Thursday, November 13, 2008

HIV treated by bone marrow transplant; study people with genetic resistance to HIV


The AP has a story by Patrick McGroarty giving the medical chronicle of an American living in Germany who has been cured of HIV infection with a bone marrow transplant. The patient also had (possibly unrelated) leukemia. But there had been two reported “cures” before 1996.

The link for the story is here. The story also appeared this morning on AOL.

But no one is suggesting that bone marrow transplants would ever become practical treatment for most HIV infection. But research associated with the transplant could lead to effective gene therapy, the report said.
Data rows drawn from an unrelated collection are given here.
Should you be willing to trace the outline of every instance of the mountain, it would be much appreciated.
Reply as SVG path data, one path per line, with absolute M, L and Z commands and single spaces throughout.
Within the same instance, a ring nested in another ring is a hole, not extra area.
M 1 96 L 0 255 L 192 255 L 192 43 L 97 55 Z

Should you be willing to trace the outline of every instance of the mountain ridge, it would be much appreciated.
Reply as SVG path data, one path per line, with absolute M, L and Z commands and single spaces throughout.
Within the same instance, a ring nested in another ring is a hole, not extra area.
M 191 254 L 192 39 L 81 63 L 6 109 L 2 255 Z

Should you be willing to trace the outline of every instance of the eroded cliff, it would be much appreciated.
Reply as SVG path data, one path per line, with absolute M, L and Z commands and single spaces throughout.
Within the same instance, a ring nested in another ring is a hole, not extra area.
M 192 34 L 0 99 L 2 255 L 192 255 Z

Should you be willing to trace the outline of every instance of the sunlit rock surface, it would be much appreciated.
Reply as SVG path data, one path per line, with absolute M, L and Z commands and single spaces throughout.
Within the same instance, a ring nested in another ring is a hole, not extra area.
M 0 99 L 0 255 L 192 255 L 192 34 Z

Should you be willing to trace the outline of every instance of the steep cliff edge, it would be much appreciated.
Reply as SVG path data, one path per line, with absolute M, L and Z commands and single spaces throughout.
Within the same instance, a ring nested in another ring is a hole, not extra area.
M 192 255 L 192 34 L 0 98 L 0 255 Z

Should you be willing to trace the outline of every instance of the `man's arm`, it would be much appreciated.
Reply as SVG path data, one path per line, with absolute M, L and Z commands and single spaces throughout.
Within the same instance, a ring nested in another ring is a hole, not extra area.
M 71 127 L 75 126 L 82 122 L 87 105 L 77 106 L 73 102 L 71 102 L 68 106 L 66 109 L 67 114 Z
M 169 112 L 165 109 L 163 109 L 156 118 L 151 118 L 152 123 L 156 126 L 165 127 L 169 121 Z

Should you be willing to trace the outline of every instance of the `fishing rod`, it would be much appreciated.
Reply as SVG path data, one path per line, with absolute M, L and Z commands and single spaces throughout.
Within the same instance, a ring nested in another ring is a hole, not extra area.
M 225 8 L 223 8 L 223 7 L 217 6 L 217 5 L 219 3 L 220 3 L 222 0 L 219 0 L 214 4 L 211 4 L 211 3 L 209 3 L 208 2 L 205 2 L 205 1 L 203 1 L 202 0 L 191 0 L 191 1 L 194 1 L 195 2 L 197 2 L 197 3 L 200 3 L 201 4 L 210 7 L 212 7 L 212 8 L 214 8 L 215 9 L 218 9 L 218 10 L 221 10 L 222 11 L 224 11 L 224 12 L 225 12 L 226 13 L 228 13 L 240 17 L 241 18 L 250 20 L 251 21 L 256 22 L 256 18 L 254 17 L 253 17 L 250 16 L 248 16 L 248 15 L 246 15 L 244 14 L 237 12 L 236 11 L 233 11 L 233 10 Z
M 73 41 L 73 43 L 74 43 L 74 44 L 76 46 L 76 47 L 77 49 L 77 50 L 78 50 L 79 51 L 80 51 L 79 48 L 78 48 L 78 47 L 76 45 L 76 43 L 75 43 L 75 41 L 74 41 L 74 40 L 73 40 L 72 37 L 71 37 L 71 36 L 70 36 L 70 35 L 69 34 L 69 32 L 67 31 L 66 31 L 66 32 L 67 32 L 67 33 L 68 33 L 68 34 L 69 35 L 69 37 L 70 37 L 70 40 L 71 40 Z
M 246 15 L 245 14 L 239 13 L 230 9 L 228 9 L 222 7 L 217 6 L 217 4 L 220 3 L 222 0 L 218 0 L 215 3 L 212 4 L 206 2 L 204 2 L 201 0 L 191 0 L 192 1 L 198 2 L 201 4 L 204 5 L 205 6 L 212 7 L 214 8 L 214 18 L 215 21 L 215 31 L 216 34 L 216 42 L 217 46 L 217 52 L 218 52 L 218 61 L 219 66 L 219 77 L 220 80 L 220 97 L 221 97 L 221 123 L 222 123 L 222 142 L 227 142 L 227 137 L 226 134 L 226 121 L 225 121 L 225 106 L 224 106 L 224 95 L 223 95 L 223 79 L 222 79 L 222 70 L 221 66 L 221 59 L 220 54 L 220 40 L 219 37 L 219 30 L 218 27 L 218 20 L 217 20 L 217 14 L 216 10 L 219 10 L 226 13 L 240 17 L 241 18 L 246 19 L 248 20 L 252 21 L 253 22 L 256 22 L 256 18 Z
Apparently some people inherit a gene that blocks the CCR5 receptor on their T4 cells that makes them resistant to HIV infection. Or, genetic markers may inhibit HIV replication even if one is "infected." It would be logical for genetic resistance to HIV to develop in nature eventually through natural selection, especially in Africa or in areas with high HIV prevelance.

I knew of a gay male whose partner had died in 1982 in Texas but who said he had normal blood counts as late mid 1990s. Natural resistance to infection and resistance to progression ("long term non-progressors") has been reported before. For example, NIH has a 2002 paper on the topic here.

The study of long term non-progressors could hold major clues to much more effective HIV management.